The Trump administration is going to great lengths to make Mexico assume the US’s legal responsibility to consider Central Americans’ asylum claims. In turn, the Mexican government has offered immigrants the opportunity to seek refuge there.
But the problem is that Mexico can be just as dangerous as the countries they are fleeing. Furthermore, the US’s strategy is legally problematic: Neither US law nor international commitments require Central Americans to apply for asylum in Mexico.
Mexican violence
Tijuana, where the bulk of the migrant caravan is waiting, was the world’s fifth most violent city in 2017, according to a ranking (link in Spanish) by Mexican civil society group Seguridad, Justicia y Paz. Its murder rate is higher than in any city in Honduras, El Salvador, or Guatemala, where most asylum seekers at the border come from.
Immigrants are also vulnerable to other types of crimes, such as robbery and extortion. After evaluating conditions in Mexico, the UN’s Committee on Migrant Workers said last year it was worried about “the significant increase in crimes against migrants and in the risks encountered the entire length of the way through Mexican territory.” Meanwhile, surveys conducted by Doctors Without Borders in 2015 and 2016 found more than 30% of immigrant women in transit through Mexico were sexually abused.
Broken asylum system
Like the US, Mexico has seen the number of asylum applications balloon in recent years.

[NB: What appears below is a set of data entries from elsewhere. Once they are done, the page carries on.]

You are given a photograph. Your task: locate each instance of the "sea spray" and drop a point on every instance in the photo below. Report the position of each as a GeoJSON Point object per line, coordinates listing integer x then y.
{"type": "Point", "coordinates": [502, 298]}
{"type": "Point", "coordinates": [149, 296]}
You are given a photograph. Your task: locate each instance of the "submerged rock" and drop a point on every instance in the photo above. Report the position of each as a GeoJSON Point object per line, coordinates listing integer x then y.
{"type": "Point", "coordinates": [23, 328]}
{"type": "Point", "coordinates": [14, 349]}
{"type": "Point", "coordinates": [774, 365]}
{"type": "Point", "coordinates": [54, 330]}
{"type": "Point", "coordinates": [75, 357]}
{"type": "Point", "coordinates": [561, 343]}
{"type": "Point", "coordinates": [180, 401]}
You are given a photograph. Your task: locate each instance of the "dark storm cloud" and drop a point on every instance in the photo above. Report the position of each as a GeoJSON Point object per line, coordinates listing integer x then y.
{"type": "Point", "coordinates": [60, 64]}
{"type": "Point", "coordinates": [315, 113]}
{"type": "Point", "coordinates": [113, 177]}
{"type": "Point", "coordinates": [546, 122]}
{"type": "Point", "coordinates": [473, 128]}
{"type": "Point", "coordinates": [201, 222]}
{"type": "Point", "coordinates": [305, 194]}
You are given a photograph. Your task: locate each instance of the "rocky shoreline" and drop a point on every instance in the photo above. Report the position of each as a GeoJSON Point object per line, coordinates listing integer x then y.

But Mexican immigration authorities are even less prepared than the US to process them. The Mexican agency charged with helping refugees, COMAR by its Spanish acronym, only has four offices, and none near the border.

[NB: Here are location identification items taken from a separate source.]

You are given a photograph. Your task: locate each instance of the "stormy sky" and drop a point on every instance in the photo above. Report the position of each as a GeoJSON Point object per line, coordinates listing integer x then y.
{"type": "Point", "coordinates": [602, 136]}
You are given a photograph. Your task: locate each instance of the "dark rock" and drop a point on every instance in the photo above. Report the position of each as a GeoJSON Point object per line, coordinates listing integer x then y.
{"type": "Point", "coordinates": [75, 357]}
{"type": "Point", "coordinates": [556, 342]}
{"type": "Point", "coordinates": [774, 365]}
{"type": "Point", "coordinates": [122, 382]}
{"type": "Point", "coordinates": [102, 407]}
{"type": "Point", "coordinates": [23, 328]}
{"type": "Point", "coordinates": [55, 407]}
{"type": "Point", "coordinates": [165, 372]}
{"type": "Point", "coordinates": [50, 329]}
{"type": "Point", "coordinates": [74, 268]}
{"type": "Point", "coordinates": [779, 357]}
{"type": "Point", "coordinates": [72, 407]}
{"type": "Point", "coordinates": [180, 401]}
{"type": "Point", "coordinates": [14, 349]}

Earlier this year, Mexico’s National Human Rights Commission warned of the “possible collapse” (Spanish) of the country’s refugee protection system as COMAR’s backlog grew to 60% of applications. It also identified “situations of risk of torture and abuse” in immigrant detention centers, which it found had no adequate living conditions or access to medical attention.

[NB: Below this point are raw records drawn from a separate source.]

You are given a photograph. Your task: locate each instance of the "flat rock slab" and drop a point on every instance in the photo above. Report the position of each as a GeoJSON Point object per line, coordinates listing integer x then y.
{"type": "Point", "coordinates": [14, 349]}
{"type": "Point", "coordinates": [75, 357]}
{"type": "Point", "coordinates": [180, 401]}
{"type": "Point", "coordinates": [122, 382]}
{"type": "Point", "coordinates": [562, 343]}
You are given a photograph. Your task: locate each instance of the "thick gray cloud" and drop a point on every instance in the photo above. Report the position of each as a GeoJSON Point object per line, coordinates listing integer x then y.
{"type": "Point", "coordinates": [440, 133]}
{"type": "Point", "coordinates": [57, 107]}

AMLO’s transition in Mexico
The unrest at the border is hitting at a particularly unstable time politically in Mexico, just a few days before president elect Andrés Manuel López Obrador takes office. Donald Trump reportedly reached a deal with AMLO’s incoming administration under which immigrants would wait in Mexico while their asylum requests are heard, though Mexican officials later denied it.
Meanwhile, the US has been limiting the number of asylum seekers allowed through ports of entry, even closing the country’s busiest border crossing at one point. On Sunday, the US fired tear gas at immigrants families waiting to enter the US on the Mexican side of the border.
The longer waits at the border are likely already exposing the immigrants to danger, advocates say. “As the backlog of migrants in border towns like Tijuana continues to grow, a major concern is how this vulnerable population will become more susceptible to criminal groups and corrupt officials who’ve long preyed on migrants,” said Maureen Meyer, from human-rights advocacy group Washington Office on Latin America, in a statement.